The functional assessment of a landscape also undergoes to social needs requirements, which can be expressed in terms of the suitability of a particular landscape to a particular purpose or land use.
So that the big challenge for planners and analysts is to predict the response of the landscape working as a unique system and assess its functionality defining the particular status of the processes that regulate the availability of vital resources in space and time, that is the landscape capacity to provide the so called ecosystem services.
A landscape equilibrium status should be pursued between antropic pressures and landscape responses in order to maintain its functionality and preserve its natural resources. Landscape resilience and critical ecological thresholds could also be assessed to prevent antropic actions impact from altering ecosystems irreversibly.
Moreover the recent European Landscape Convention encourages the european member states to plan and manage landscapes according to their distintive features and peculiarities.
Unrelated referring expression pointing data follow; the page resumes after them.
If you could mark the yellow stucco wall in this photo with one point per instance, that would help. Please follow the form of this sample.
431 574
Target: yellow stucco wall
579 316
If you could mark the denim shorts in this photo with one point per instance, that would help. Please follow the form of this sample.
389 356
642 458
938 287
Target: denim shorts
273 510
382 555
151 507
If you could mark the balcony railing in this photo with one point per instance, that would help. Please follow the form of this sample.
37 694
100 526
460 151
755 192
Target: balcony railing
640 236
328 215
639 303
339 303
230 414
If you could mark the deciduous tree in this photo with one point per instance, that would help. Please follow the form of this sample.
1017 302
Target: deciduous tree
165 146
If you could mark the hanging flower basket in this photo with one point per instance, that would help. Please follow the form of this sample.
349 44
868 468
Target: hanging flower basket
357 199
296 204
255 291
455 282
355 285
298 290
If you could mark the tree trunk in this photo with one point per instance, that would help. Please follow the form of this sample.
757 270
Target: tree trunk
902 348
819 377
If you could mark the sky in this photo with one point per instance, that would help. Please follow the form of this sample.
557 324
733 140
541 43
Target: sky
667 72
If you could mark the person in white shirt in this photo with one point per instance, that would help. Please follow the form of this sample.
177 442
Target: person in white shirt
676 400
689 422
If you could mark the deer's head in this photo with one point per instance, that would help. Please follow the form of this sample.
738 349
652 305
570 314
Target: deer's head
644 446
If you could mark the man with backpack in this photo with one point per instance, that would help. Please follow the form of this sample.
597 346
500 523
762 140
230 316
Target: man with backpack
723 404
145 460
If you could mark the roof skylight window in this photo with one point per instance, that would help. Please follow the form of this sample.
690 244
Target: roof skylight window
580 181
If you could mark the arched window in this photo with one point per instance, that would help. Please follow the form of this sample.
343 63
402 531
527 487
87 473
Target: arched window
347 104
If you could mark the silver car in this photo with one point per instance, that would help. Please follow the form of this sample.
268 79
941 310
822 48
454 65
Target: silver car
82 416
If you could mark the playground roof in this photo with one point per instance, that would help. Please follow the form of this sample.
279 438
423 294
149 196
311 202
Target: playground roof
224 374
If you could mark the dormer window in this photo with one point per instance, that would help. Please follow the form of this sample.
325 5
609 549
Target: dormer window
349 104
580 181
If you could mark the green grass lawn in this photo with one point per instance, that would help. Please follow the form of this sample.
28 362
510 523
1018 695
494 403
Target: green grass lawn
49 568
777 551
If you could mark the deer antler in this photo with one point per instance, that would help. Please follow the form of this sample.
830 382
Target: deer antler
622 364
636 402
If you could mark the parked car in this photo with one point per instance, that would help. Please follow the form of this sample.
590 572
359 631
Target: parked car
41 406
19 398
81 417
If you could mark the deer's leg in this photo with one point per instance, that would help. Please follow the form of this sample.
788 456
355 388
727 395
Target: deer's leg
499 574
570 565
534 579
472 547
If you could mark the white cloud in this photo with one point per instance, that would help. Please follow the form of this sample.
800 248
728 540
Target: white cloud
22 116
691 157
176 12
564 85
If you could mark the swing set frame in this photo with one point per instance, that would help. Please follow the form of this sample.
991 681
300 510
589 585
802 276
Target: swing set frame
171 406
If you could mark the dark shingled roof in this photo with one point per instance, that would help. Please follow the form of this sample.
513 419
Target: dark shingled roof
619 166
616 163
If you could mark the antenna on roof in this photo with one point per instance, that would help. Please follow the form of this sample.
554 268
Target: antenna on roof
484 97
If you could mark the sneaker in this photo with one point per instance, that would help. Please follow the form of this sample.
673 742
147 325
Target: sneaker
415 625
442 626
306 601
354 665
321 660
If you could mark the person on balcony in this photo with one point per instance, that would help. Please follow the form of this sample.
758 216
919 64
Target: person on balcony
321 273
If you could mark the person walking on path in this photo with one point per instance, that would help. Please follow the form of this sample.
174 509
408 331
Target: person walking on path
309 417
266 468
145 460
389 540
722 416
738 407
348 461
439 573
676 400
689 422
Hence, a great importance has to be aimed at landscape characterization and classifications even recurring to statistical methods and/or GIS techniques to identify homogeneous sectors, that can be seen as landscape units, for the model implementations and suitable management strategies definition.
In this context a Landscape Function Analysis (LFA) can be seen as a procedure based on acquired field estimated or theoretical derived indicators to assess the biogeochemical, physical and hydrological functioning of landscapes.
Contributions and experimental applications results are encouraged and expected to improve in understanding how landscape evolution processes happen and to provide adaptive management models and tools for decision-making and environmental planning.